Risk Mitigation and Risk Reduction Controls for Information Security

C.

Security is generally defined as the freedom from danger or as the condition of safety.

Computer security, specifically, is the protection of data in a system against unauthorized disclosure, modification, or destruction and protection of the computer system itself against unauthorized use, modification, or denial of service.

Because certain computer security controls inhibit productivity, security is typically a compromise toward which security practitioners, system users, and system operations and administrative personnel work to achieve a satisfactory balance between security and productivity.

Controls for providing information security can be physical, technical, or administrative.

These three categories of controls can be further classified as either preventive or detective.

Preventive controls attempt to avoid the occurrence of unwanted events, whereas detective controls attempt to identify unwanted events after they have occurred.

Preventive controls inhibit the free use of computing resources and therefore can be applied only to the degree that the users are willing to accept.

Effective security awareness programs can help increase users level of tolerance for preventive controls by helping them understand how such controls enable them to trust their computing systems.

Common detective controls include audit trails, intrusion detection methods, and checksums.

Three other types of controls supplement preventive and detective controls.

They are usually described as deterrent, corrective, and recovery.

Deterrent controls are intended to discourage individuals from intentionally violating information security policies or procedures.

These usually take the form of constraints that make it difficult or undesirable to perform unauthorized activities or threats of consequences that influence a potential intruder to not violate security (e.g., threats ranging from embarrassment to severe punishment)

Corrective controls either remedy the circumstances that allowed the unauthorized activity or return conditions to what they were before the violation.

Execution of corrective controls could result in changes to existing physical, technical, and administrative controls.

Recovery controls restore lost computing resources or capabilities and help the organization recover monetary losses caused by a security violation.

Deterrent, corrective, and recovery controls are considered to be special cases within the major categories of physical, technical, and administrative controls; they do not clearly belong in either preventive or detective categories.

For example, it could be argued that deterrence is a form of prevention because it can cause an intruder to turn away; however, deterrence also involves detecting violations, which may be what the intruder fears most.

Corrective controls, on the other hand, are not preventive or detective, but they are clearly linked with technical controls when antiviral software eradicates a virus or with administrative controls when backup procedures enable restoring a damaged data base.

Finally, recovery controls are neither preventive nor detective but are included in administrative controls as disaster recovery or contingency plans.

Reference(s) used for this question Handbook of Information Security Management, Hal Tipton.

The correct answer is C: Physical, technical, and administrative.

Risk mitigation and risk reduction controls are an essential part of information security management. They are implemented to minimize the negative impact of potential security incidents and to ensure the confidentiality, integrity, and availability of information assets.

The controls can be classified into three main categories based on their purpose and functionality:

1. Physical controls: These controls are designed to protect the physical environment in which the information assets are located. Examples include security cameras, access control systems, locks, fences, and environmental controls (e.g., fire suppression systems).

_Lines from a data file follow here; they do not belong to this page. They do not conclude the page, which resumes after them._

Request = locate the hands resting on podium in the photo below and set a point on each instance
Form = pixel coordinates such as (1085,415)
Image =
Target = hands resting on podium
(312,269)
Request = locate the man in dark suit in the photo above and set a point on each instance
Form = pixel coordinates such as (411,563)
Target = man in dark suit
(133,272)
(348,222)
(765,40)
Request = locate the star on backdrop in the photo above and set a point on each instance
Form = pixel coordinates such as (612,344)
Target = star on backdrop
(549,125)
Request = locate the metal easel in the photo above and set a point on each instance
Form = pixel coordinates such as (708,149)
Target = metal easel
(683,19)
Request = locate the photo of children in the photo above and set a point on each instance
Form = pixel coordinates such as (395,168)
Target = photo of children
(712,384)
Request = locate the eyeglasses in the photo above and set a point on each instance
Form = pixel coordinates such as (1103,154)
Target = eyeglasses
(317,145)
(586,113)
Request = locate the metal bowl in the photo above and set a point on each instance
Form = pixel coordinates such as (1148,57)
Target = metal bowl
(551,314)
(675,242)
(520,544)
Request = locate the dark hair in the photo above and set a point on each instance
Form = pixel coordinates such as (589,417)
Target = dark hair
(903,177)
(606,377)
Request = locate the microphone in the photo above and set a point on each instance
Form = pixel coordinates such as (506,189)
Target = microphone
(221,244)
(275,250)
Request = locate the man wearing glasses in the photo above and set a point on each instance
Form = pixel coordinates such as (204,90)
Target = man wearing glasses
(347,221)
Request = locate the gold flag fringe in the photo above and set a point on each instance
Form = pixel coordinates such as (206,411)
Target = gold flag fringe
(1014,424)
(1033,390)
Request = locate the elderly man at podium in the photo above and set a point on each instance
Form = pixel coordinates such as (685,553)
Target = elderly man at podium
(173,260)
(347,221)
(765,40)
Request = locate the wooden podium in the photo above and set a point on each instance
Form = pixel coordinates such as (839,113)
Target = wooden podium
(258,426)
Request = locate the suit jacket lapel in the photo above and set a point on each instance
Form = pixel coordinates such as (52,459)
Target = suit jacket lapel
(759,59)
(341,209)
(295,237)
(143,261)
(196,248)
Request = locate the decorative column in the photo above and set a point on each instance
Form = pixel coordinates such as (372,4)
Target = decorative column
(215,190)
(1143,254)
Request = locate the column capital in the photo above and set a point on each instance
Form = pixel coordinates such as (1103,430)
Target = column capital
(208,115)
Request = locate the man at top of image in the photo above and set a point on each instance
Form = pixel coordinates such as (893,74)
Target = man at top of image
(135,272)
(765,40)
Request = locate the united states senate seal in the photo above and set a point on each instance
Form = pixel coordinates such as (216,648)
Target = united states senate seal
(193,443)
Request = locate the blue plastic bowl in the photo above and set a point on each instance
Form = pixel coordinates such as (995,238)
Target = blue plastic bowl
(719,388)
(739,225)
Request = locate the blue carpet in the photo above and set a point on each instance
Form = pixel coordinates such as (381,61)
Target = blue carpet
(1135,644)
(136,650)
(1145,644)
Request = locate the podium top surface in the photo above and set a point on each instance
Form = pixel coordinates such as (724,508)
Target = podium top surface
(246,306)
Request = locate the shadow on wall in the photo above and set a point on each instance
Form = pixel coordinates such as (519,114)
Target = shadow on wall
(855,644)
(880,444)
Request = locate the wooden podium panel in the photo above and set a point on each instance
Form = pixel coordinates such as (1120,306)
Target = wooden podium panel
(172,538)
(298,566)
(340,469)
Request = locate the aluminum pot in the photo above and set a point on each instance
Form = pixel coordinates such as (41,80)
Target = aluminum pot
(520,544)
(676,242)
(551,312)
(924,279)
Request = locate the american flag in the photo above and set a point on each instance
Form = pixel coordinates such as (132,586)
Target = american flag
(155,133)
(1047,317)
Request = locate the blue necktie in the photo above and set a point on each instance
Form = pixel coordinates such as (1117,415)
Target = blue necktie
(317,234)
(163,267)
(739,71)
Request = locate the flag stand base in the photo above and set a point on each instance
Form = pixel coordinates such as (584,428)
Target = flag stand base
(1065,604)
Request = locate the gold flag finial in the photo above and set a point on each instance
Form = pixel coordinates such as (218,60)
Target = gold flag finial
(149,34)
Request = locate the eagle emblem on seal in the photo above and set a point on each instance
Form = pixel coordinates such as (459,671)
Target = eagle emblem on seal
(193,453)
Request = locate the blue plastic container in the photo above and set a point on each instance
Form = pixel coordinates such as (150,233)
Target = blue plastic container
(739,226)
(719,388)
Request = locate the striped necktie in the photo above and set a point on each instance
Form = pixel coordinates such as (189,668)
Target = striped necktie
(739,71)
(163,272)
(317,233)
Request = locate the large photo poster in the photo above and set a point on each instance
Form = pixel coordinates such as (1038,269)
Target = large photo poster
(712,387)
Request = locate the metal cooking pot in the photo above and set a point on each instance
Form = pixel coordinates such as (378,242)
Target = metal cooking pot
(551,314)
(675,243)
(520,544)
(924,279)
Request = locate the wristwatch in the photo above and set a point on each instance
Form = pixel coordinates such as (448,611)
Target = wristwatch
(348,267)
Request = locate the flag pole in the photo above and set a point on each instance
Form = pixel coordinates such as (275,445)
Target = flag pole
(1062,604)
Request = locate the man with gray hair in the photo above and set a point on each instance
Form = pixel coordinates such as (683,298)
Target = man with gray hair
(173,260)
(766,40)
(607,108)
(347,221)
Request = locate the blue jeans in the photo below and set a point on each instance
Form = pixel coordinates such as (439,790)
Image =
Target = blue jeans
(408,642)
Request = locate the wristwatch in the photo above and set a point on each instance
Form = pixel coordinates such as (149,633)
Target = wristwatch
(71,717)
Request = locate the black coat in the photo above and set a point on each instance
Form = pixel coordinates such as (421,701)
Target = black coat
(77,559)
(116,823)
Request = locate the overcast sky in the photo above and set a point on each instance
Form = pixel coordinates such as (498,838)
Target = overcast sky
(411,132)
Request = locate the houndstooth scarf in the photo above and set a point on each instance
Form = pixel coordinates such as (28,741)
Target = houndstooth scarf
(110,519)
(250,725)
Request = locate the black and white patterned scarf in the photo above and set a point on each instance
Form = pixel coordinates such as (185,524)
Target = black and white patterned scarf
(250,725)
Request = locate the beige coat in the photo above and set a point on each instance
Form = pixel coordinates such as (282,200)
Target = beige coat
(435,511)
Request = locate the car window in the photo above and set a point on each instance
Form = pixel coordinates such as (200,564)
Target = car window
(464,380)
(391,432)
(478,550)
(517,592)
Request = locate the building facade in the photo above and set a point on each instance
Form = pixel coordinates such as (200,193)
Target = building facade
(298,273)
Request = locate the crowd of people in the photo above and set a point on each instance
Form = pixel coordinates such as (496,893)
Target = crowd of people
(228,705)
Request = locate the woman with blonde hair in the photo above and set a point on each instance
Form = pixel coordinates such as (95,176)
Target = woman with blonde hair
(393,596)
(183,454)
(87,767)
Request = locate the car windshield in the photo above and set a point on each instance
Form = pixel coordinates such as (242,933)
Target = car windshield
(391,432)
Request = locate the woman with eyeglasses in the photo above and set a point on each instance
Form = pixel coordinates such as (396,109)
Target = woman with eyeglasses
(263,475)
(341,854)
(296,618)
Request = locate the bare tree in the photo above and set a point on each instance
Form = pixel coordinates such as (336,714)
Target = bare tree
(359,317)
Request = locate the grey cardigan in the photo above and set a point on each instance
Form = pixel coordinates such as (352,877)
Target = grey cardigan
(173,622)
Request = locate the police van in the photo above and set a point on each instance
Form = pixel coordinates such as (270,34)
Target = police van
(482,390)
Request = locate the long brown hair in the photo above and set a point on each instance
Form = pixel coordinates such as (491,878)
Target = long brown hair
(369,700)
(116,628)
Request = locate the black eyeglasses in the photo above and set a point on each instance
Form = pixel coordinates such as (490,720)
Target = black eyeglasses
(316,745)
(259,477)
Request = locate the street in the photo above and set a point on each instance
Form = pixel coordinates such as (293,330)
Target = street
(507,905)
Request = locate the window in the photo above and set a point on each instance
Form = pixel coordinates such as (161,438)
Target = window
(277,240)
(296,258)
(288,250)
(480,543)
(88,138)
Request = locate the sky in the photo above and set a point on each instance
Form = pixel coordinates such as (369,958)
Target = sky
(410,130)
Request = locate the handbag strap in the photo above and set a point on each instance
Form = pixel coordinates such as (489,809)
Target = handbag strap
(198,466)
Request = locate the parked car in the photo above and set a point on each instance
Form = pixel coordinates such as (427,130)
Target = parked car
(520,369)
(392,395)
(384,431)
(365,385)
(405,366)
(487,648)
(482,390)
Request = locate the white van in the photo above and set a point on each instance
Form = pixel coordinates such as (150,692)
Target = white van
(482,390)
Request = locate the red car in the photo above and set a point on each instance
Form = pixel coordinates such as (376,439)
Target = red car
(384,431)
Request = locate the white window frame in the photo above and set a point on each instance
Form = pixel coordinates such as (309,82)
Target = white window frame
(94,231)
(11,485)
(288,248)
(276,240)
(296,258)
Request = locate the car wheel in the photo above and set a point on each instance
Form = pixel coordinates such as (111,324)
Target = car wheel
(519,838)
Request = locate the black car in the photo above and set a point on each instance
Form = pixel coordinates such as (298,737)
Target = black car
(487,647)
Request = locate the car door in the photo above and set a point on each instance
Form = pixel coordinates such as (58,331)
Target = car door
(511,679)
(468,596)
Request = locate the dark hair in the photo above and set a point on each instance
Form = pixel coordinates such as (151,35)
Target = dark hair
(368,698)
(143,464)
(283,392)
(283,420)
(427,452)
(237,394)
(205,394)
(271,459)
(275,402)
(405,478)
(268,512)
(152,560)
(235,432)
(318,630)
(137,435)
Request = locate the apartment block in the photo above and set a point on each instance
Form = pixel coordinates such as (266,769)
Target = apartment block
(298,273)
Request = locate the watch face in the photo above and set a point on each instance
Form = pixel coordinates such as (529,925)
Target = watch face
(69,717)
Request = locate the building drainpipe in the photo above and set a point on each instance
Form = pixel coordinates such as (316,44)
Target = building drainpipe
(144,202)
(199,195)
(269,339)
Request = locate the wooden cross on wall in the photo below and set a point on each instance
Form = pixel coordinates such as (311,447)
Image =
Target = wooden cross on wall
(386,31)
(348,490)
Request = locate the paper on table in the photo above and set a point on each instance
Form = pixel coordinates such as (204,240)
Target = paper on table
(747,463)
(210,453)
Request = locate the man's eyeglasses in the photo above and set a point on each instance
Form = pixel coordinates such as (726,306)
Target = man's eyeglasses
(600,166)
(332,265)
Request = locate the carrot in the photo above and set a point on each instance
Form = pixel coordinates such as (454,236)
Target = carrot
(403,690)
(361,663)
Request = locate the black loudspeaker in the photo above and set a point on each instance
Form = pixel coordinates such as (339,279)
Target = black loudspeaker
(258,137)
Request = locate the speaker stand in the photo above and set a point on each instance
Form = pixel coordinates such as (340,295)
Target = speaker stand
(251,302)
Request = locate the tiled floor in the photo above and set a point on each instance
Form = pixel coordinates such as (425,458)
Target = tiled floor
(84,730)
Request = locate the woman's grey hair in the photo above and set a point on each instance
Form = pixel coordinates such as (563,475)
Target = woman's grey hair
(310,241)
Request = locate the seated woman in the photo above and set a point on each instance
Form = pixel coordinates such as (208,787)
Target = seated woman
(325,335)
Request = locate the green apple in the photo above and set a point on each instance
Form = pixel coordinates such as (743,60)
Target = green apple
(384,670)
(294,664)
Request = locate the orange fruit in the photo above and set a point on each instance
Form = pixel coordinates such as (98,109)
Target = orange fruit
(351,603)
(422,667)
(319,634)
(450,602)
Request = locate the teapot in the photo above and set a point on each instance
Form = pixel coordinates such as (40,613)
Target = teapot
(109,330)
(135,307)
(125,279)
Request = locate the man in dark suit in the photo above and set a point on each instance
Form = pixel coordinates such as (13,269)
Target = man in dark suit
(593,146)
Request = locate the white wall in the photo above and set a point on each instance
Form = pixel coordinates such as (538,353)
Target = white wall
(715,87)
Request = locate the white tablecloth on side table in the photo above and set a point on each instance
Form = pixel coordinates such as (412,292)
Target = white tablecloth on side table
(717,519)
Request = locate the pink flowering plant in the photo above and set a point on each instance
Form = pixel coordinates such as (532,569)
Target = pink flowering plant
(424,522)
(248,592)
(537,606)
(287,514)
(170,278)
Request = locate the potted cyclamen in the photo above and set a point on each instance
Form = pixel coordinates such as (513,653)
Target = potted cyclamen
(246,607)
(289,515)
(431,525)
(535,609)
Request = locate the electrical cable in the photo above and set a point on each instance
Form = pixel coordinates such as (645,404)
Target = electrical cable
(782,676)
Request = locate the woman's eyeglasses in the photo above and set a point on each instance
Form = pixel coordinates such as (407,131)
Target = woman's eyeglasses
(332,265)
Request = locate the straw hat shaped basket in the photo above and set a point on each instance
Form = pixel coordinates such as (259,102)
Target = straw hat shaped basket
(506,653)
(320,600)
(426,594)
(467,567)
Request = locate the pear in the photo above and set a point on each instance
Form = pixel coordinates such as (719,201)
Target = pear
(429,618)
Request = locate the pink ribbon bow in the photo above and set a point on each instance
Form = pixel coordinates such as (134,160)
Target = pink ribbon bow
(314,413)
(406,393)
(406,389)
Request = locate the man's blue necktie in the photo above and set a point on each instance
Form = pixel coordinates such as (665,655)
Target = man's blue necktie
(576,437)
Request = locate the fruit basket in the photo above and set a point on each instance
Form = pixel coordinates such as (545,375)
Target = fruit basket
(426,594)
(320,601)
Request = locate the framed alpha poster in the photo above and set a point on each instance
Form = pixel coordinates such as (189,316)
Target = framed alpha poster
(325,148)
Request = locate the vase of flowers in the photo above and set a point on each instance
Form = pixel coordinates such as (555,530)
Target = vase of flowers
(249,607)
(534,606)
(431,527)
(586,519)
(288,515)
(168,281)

2. Technical controls: These controls are designed to protect the information assets through technological means. Examples include firewalls, intrusion detection systems, encryption, antivirus software, and patch management.

3. Administrative controls: These controls are designed to manage the human behavior and policies that affect information security. Examples include security policies, awareness training, access controls, background checks, and incident response plans.

It is important to note that the three categories of controls are interdependent and should be implemented in a balanced way to provide effective information security. For example, physical controls can be bypassed by exploiting technical vulnerabilities, and technical controls can be rendered ineffective by human error or inadequate policies and procedures.

Therefore, a comprehensive information security program should include a combination of physical, technical, and administrative controls to provide layered protection against potential threats and risks.